Kentucky jumps up 20 places in new Quality Counts Report – Really???

Education Week’s annual Quality Counts report is out, and all sorts of state leaders in Kentucky are hooting and hollering about how the state moved up 20 places in overall state rankings.

Really?

Considering the state only got a “C+” score, that isn’t saying much. But, the real problems run much deeper.

Quality Counts rankings are based in notable measure on 2011 National Assessment of Education (NAEP) reading test results for fourth and eighth graders. Quality Counts makes absolutely NO correction for the grim fact that Kentucky led the nation for the proportion of its fourth and eighth grade students with learning disabilities that got excluded from even taking the NAEP reading assessments. In fact, if the report even mentions the issue, it is buried somewhere that so far I have not been able to find.
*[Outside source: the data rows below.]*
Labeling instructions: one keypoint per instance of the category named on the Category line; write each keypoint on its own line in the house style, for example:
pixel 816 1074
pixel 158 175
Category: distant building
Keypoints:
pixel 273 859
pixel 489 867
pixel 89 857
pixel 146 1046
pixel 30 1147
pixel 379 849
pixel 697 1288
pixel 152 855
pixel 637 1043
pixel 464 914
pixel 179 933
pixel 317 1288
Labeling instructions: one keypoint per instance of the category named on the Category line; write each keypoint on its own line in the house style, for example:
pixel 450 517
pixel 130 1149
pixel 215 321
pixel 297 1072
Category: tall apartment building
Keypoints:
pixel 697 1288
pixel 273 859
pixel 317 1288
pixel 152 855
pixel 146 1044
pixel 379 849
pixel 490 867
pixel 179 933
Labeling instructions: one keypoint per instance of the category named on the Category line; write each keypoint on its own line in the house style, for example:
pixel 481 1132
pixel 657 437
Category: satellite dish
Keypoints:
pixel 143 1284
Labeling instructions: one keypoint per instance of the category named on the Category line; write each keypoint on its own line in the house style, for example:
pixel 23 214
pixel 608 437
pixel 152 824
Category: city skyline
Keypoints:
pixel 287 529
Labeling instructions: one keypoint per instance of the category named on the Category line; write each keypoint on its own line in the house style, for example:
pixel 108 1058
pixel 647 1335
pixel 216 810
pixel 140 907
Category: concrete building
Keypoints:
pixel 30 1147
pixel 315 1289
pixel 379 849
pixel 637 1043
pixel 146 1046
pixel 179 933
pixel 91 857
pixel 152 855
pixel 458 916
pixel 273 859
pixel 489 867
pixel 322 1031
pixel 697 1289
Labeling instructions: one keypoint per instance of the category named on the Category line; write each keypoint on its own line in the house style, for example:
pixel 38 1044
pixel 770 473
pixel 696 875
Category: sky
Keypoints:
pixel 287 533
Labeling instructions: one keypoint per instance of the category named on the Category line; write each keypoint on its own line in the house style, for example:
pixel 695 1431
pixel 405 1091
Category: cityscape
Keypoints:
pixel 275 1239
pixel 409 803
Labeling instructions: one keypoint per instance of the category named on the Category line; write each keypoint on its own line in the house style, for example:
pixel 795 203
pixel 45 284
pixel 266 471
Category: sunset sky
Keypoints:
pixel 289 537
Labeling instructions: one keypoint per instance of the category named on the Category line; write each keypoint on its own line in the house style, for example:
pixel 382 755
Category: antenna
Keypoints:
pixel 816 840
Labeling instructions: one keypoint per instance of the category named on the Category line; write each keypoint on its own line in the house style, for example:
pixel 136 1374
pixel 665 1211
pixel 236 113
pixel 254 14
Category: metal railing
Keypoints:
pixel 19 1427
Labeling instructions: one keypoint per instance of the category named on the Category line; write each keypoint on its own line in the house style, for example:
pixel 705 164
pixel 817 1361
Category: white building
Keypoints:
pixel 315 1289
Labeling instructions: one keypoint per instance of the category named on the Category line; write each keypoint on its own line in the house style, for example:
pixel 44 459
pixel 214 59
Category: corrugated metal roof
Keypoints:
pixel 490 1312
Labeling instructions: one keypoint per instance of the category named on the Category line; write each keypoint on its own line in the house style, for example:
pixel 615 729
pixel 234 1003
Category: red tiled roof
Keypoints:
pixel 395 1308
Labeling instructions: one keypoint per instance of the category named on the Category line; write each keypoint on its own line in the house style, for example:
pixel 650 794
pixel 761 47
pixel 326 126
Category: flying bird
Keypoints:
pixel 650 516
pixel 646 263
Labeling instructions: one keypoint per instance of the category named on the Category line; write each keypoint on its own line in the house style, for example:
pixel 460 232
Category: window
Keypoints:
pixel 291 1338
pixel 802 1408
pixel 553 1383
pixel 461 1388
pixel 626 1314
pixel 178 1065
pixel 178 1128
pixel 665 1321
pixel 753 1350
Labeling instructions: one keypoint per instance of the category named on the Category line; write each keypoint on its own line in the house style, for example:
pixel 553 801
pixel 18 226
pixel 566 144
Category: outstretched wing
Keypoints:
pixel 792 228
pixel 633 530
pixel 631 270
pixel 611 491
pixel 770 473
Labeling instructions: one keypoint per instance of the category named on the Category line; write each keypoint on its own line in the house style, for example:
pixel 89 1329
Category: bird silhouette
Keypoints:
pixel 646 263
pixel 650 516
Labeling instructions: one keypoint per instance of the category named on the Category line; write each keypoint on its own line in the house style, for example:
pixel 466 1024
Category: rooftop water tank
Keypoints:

However, not everyone is so uninformed.

While our state leaders are carrying on about how well we did in a ranking heavily dependent upon NAEP reading scores, the fact is that many people are starting to seriously question the validity of those Kentucky scores (examples here).

Consider this – How can Kentucky’s reading education be doing so well when our schools had to exclude eight times the percentage of learning disabled fourth grade students that good old Mississippi excluded – EIGHT TIMES! How come so many of our kids are so badly off that they couldn’t even sit for a reading test in fourth grade when almost all the students in Mississippi at least were well enough along with reading to try the NAEP?

Common, Education Week (Quality Counts creator), you owe us something a bit better. Your reporters need to read this informational discussion about pitfalls in NAEP interpretation. You tripped over several of them with your new report.

By the way, I am presenting a paper on NAEP pitfalls this coming Tuesday in Florida.

Education Week will make an interesting example of how these pitfalls are a major problem found in even some of the best reporting sources available in the education world.